Arguably, the red-yellow-blue color map here is even a bit misleading.  It shows you the full extent of color space occupied by the image, but because the red color for the very low values is dark, it makes those points on the scatterplot look important, when actually there are very few pixels of that color.  matplotlib offers plenty of other color maps which illuminate the data in different ways; compare the above image to one with this one where the low end of the color map is just white.

This latter plot makes it more clear just how concentrated the pixels are around that (200,200) area and just how lacking in contrast this image really is.

Here’s a script that walks a directory and creates histograms just like this for every TIFF in the directory:

import numpy as np
import matplotlib
import matplotlib.pyplot as plt
from common import *
from matplotlib.ticker import NullFormatter
import os

def histo(root,name):
    filepath = os.path.join(root,name)
    img = getImageAsArray(filepath)
    x = img[:,:,RED].flatten()
    y = img[:,:,BLUE].flatten()
    n = np.zeros((256,256),dtype=float64)  # number of all pixels of given color
    for r in xrange(img.shape[0]):
        for c in xrange(img.shape[1]):
            n[img[r][RED]][img[r][BLUE]] += 1.0
    nullfmt   = NullFormatter()         # no labels

    # definitions for the axes
    left, bottom, width, height = 0.05, 0.05, 0.9, 0.9
    rect_scatter = [left, bottom, width, height]

    # start with a rectangular Figure
    fig = plt.figure(1, figsize=(8,8))
    axScatter = plt.axes(rect_scatter)
    # define color array and color map
    c1 = np.zeros(x.shape[0])
    for idx in xrange(c1.shape[0]):
        c1[idx] = n[x[idx]][y[idx]]
    cmap1 = matplotlib.cm.get_cmap('YlOrRd')

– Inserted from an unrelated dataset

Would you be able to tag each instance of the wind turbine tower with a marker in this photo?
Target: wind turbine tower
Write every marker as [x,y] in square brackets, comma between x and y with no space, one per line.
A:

    axScatter.scatter(x, y, s=1, lw=0, vmin=0, vmax=c1.max(), c=c1, cmap=cmap1)

    axScatter.set_xlim( (0, 255) )
    axScatter.set_ylim( (0, 255) )

    plt.savefig(os.path.join(root,"histo_"+name))

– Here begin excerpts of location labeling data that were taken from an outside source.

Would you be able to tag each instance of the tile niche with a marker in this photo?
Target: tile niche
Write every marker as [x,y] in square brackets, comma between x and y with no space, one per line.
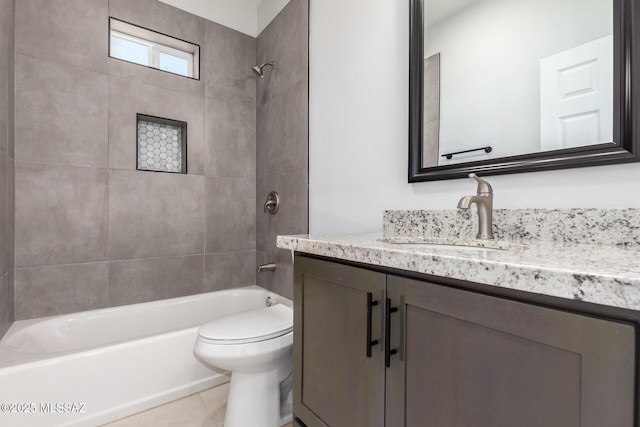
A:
[161,144]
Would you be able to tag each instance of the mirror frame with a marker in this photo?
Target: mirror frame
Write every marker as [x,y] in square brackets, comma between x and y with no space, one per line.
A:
[626,15]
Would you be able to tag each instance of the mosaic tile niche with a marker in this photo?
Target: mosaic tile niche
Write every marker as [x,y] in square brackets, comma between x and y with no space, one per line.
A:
[162,144]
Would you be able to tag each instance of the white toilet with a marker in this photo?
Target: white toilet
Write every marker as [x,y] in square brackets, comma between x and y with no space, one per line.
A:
[256,347]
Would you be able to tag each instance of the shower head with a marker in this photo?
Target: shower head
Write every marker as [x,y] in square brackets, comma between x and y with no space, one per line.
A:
[258,69]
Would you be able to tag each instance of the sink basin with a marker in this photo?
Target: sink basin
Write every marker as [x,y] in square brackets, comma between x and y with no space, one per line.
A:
[454,243]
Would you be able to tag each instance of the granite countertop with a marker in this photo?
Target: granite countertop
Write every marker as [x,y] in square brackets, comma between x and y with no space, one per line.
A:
[593,270]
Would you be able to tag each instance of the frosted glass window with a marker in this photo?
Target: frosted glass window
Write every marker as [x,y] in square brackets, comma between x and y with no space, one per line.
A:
[161,144]
[128,50]
[174,64]
[146,47]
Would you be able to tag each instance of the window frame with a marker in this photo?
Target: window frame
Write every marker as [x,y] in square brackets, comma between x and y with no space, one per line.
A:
[157,43]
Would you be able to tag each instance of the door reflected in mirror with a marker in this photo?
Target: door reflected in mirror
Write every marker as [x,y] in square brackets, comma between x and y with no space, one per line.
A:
[508,86]
[513,77]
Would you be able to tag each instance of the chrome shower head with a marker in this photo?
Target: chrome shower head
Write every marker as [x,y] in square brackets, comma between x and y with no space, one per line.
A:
[258,69]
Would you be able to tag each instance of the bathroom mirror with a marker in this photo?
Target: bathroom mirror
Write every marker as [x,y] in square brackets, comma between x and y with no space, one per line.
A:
[505,86]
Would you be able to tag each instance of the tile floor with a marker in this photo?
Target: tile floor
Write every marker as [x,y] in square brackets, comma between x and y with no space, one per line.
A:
[204,409]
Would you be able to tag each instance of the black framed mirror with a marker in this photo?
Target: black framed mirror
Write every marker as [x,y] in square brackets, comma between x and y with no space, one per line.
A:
[618,145]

if __name__ == "__main__":
    imgDir = "c:/cureffi/is/imgs/use/"
    for root, dirs, files in os.walk(imgDir):
        for name in files:
            if (name)[-4:] == '.tif':
                print("Processing file: "+os.path.join(root,name))
                histo(root,name)

Looking at all of these histo images together, it’s easy to see some of how the color space is different between images:

The above screenshot gives you an overview, but the most illuminating thing is to put these all in a folder, gallery or slideshow and click through them with your forward arrow to see what changes between images.

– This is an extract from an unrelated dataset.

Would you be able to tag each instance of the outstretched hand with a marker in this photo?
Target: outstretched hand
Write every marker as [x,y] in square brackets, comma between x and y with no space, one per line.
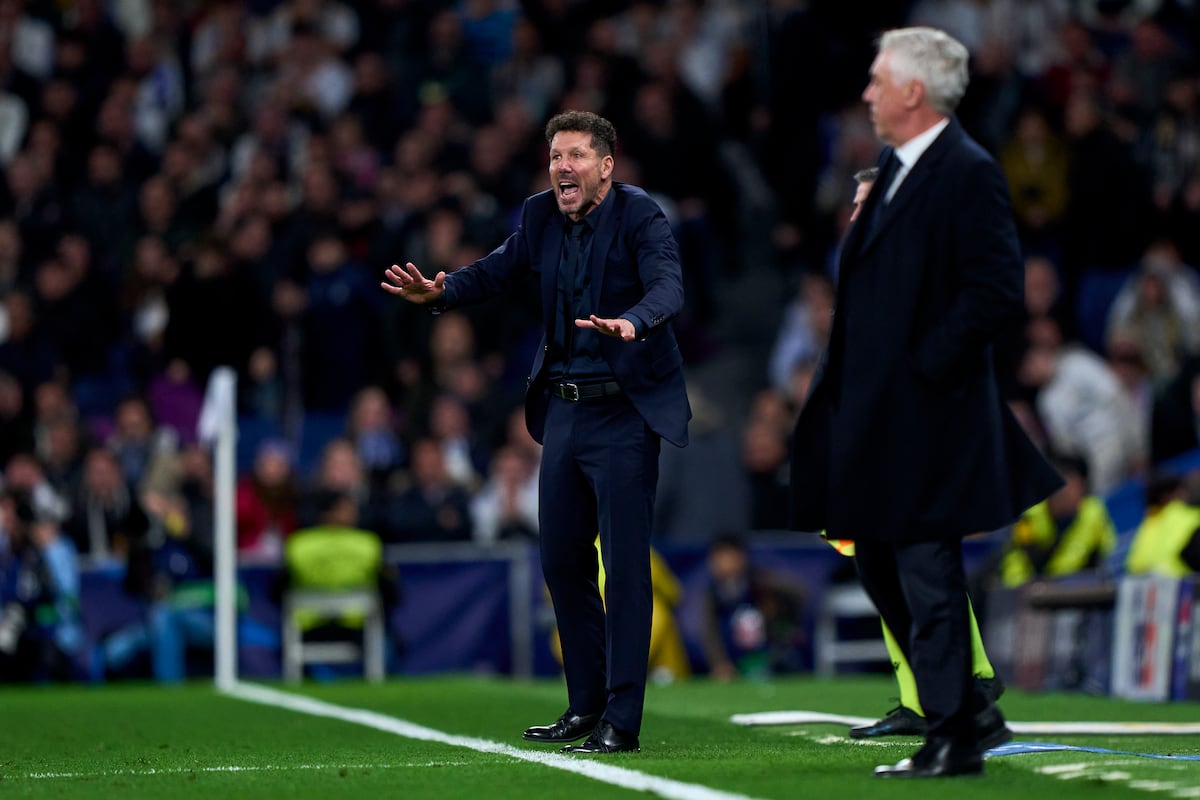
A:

  • Difference in contrast.  20x 10 HE.tif, the first example above, has a lot less contrast than the others.  (Plotting with the yellow-orange-red colorspace, though, shows that none of them have as much contrast as the red histos above would make you think).
  • Bimodality.  In 20x 10 HE.tif, there is really only one central tendency, right around (200,200).  In some of the others, particularly 40x-1 5 HE.tif, you can actually see two separate streaks of yellow in the plot.
  • Difference in mean.  The darkest yellow or blue streak in each histogram presumably corresponds to the primarily eosin-stained ‘background’ between nuclei in each image.  As you click through you can see it move up and down the y=x diagonal axis (i.e. lighter or darker background) and also hop to the left or right of that diagonal (i.e. bluer or redder background).

To be really thorough, I should also do the same sort of plots as above, with the green channel in the mix too and see if I notice anything else.  Another next step may be to do this with human-drawn ground truths and see how the distribution of the nuclear pixels’ colors varies between images.  It’s a bit trickier to show two datasets (nuclear and non-nuclear pixels) together– you either need to put them on the same plot which I haven’t gotten to work yet, or overlay them with transparency.  But since matplotlib’s color maps are for just the RGB channels and not the alpha channel, you actually have to create your own alpha transparency map.

But at least, for today, I’ve got a bit more concrete idea of how the colors are different and what would be needed to correct for this.  Plus, I’ve made a first foray into what looks to be a pretty sweet tool for visualization.